One particularly interesting place to use the understandings provided by this perspective pattern is with the generalizations that are usually called "limiting beliefs," particularly when these beliefs are about yourself. When you have a limiting belief, there are several possibilities:

  1. The belief may be based on only one unresourceful experience, with no positive experiences joined with it to provide a useful perspective. This is what many people assume when they do "Reimprinting" or "Change Personal History," or some other remedial change work on a single traumatic past experience.
  2. There is a group of unresourceful experiences. While it is possible to have a single difficult experience, most difficulties repeat, and usually the most intense one becomes a sort of "magnet" that gathers other similar experiences to form a group that is the basis for a very unuseful perspective, and this is what is often called a "negative" or limiting belief. Doing change work on a single experience will work well only if it is done on the most intense example of a group of experiences, because then the change will usually generalize to the rest of the group automatically.
  3. The belief may be based on a group of unresourceful experiences, combined with only one or a few resourceful ones. The positive ones are just not powerful enough or numerous enough to provide a balanced perspective.  In this case it can be useful to transform unresourceful ones, and also to remember, elicit, or create additional positive examples, so that the overall meaning of the generalization becomes more positive and useful.
  4. The belief may have a mix of unresourceful and resourceful experiences that provide an ambiguous perspective. This is very similar to the previous situation, so again it is useful to transform unresourceful examples and generate additional positive ones so that the generalization becomes unambiguously positive.

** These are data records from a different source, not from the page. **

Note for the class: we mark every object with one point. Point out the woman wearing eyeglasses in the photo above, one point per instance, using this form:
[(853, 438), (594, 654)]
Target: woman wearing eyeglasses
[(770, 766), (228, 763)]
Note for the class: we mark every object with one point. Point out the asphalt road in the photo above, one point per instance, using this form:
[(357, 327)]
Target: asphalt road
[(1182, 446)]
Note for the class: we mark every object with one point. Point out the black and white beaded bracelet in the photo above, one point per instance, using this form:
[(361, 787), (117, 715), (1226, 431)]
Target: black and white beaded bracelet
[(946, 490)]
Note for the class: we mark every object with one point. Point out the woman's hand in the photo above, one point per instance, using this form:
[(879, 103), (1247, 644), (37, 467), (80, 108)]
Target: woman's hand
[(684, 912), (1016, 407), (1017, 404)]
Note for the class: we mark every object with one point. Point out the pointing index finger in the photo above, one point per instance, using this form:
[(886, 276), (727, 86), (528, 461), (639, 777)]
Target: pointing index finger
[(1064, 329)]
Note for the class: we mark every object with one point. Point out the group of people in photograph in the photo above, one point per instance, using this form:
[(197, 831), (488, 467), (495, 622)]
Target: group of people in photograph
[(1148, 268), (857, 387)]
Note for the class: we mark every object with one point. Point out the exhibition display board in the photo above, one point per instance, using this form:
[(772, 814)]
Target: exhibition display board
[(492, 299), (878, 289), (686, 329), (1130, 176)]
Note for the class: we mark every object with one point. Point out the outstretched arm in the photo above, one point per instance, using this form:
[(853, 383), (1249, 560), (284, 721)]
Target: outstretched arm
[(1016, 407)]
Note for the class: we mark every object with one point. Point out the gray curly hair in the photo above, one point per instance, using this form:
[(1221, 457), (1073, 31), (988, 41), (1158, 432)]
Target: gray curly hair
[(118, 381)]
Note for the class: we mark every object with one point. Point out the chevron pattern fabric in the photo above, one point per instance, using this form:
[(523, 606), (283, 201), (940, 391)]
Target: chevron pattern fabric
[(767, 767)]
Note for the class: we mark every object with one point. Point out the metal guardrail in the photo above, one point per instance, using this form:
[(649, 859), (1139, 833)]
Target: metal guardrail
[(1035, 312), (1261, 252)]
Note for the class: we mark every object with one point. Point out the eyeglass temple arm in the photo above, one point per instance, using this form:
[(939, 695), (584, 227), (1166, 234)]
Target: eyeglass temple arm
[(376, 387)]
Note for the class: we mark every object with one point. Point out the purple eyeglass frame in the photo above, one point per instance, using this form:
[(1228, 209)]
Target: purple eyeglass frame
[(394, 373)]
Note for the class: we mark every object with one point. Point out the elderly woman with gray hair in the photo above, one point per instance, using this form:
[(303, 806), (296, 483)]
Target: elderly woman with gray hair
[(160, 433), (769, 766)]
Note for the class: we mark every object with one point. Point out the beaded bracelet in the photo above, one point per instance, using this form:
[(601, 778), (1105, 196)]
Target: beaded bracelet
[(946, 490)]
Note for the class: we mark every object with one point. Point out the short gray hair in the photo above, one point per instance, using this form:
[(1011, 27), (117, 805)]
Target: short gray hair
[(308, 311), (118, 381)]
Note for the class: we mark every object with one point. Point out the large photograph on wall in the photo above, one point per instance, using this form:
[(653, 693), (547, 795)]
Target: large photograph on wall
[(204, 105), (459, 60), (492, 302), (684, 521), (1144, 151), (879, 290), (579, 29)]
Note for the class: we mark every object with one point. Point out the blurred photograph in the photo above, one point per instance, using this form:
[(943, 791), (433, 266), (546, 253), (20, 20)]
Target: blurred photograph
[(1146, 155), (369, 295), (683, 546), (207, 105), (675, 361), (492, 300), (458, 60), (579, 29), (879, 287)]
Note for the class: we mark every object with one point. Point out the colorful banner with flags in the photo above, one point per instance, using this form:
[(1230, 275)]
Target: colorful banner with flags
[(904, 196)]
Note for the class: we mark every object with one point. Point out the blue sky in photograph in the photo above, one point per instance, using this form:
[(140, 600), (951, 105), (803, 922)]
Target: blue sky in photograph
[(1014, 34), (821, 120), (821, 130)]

For simplicity, I have presented McWhirter's perspective pattern in the context of a single problem experience, accessing a number of resources that provide a wider scope, and more information.  This establishes a new context for the problem experience, creating a useful new perspective that provides a new meaning.  However, usually a problem experience is part of a group of experiences that is the basis for a limiting belief, and then you need to work with the whole group in order to change it.

This kind of perspective pattern underlies all the generalizations you make, both about the world and about yourself, so this pattern presents some of the fundamental properties of how we form all beliefs.  Now that you have been sensitized to this process, you will probably find it (or the need for it) almost everywhere you look.